Depuis maintenant une semaine, le visa électronique touristique de 30 jours pour l’Inde est de nouveau proposé au prix allégé de basse saison.
Pour de très nombreuses nationalités éligibles au e-Visa, l’e-Tourist Visa de 30 jours est actuellement proposé à 10 USD, entre le 1er avril et le 30 juin, avant de repasser à 25 USD du 1er juillet au 31 mars. Cette variation saisonnière n’est pas nouvelle.
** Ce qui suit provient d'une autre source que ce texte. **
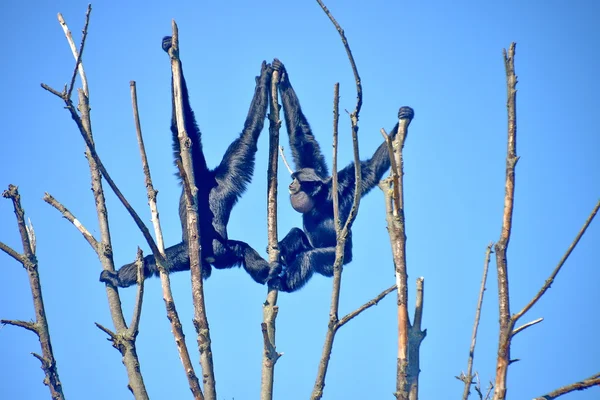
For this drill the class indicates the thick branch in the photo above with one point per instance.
(195, 249)
(172, 314)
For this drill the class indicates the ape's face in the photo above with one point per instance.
(303, 189)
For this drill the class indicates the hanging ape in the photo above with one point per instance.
(304, 252)
(218, 191)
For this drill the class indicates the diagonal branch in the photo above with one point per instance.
(562, 261)
(593, 380)
(270, 308)
(468, 378)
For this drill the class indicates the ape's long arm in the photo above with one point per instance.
(305, 149)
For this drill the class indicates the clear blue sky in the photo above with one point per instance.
(443, 59)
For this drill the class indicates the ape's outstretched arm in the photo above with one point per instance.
(305, 149)
(372, 170)
(177, 256)
(191, 127)
(236, 169)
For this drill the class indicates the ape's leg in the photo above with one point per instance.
(293, 243)
(300, 271)
(177, 256)
(237, 252)
(236, 169)
(305, 149)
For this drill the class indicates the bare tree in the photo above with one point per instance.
(40, 325)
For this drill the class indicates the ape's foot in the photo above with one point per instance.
(167, 43)
(278, 283)
(406, 113)
(110, 277)
(275, 269)
(278, 66)
(265, 74)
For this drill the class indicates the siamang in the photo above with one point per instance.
(313, 249)
(218, 191)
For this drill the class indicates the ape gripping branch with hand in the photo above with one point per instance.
(410, 335)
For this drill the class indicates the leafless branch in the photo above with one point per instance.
(30, 326)
(40, 326)
(18, 257)
(77, 54)
(506, 323)
(195, 250)
(468, 378)
(126, 342)
(71, 218)
(593, 380)
(172, 314)
(562, 261)
(137, 309)
(341, 234)
(527, 325)
(270, 308)
(368, 304)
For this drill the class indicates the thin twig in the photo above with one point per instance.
(593, 380)
(30, 326)
(77, 54)
(8, 250)
(501, 247)
(285, 160)
(123, 342)
(172, 314)
(137, 309)
(341, 234)
(525, 326)
(368, 304)
(48, 198)
(40, 326)
(270, 308)
(468, 378)
(562, 261)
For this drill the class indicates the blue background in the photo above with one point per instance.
(442, 58)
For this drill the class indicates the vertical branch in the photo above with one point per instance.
(270, 308)
(333, 325)
(409, 337)
(341, 234)
(506, 323)
(468, 378)
(165, 281)
(124, 341)
(399, 252)
(40, 326)
(187, 174)
(415, 337)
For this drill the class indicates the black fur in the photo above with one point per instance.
(304, 252)
(218, 191)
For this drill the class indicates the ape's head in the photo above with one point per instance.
(305, 188)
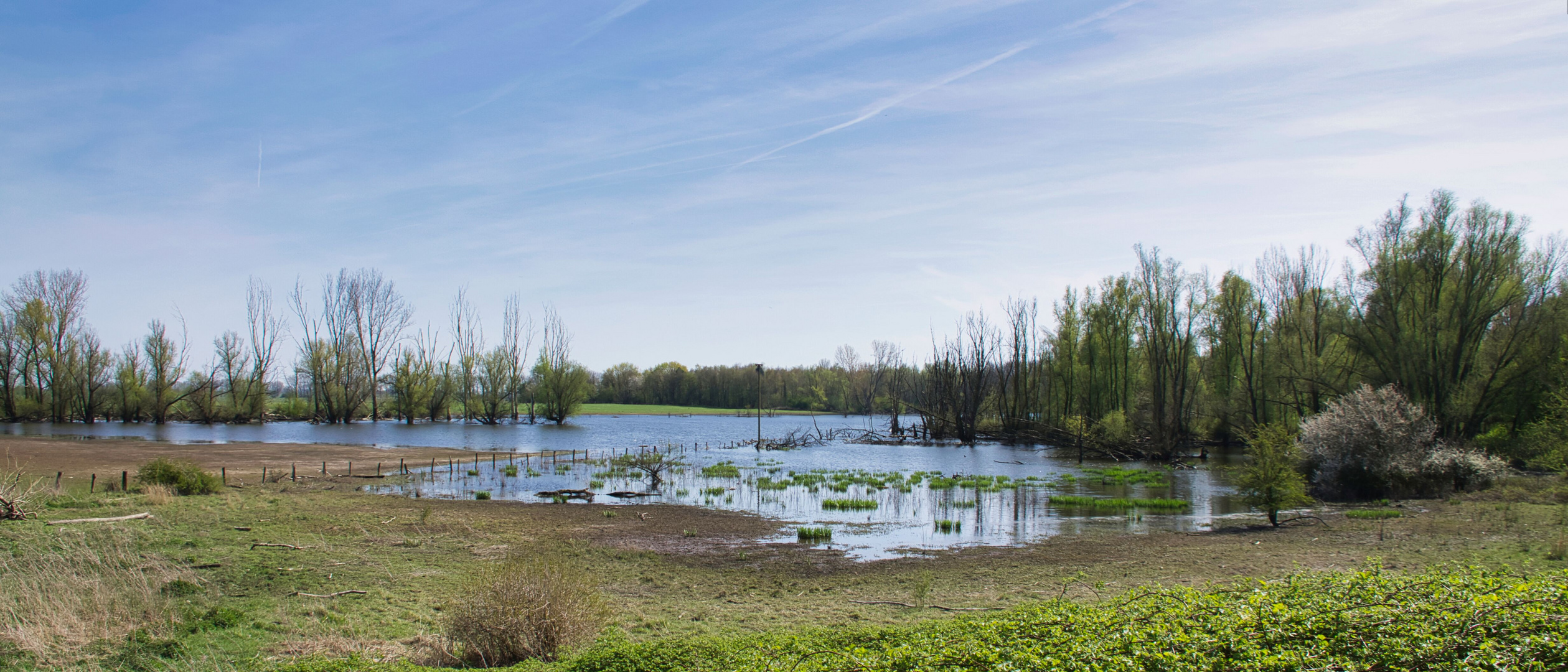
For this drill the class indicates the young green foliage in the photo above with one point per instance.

L’Inde l’applique depuis 2019, année marquée par une libéralisation du dispositif e-Visa et par la création de cette formule touristique de 30 jours à double entrée.
L’objectif était alors de rendre le pays un peu plus attractif pendant les mois les moins porteurs pour le tourisme international, en réduisant le coût d’entrée à une période où la demande est généralement moins soutenue.
D’année en année, ce rendez-vous tarifaire de printemps s’est installé dans le paysage des formalités indiennes, au point de devenir une sorte d’ajustement discret mais bien identifié pour les voyageurs attentifs au calendrier.
En 2026, la promotion saisonnière sur l’e-Visa pour l’Inde prend une autre dimension
Sur le fond, la baisse n’est pas nouvelle. Ce qui change, c’est son utilité concrète pour les voyageurs.
Jusqu’à fin 2025, l’e-Visa touristique indien de 30 jours ne pouvait être sollicité que dans les 30 jours précédant l’arrivée dans le pays. Autrement dit, un dossier déposé à la toute fin de la période promotionnelle, le 30 juin, ne pouvait concerner qu’une entrée en Inde au plus tard à la fin juillet.
Depuis le 18 décembre 2025, la fenêtre s’est nettement élargie. Le portail officiel permet désormais de sélectionner une arrivée jusqu’à 120 jours à l’avance, ce qui étend en pratique l’intérêt du tarif réduit jusqu’à la fin octobre, ou plus précisément jusqu’au 28 octobre pour une demande déposée le 30 juin.
Pour les voyageurs, l’enjeu n’est donc pas seulement de payer 15 dollars de moins. Cette mécanique redonne aussi de la souplesse à ceux qui réservent tôt leur circuit, leur séjour balnéaire ou leur voyage d’automne en Inde. Dans un contexte où le coût global d’un voyage reste soumis à de nombreuses tensions, entre inflation, incertitudes géopolitiques et hausse de certains postes de dépense, cette marge de manœuvre supplémentaire est plutôt bonne à prendre.
En clair, la basse saison tarifaire ne profite plus seulement aux départs imminents. Elle peut désormais bénéficier à des voyages prévus plusieurs mois plus tard, tout en conservant les caractéristiques du visa de 30 jours, avec double entrée et une validité qui court à partir de la première arrivée en Inde.
Ce gain de souplesse arrive aussi au moment où l’Inde a totalement basculé vers le numérique à l’arrivée, avec une e-Arrival Card obligatoire avant le départ depuis le 1er avril 2026, en remplacement du formulaire papier.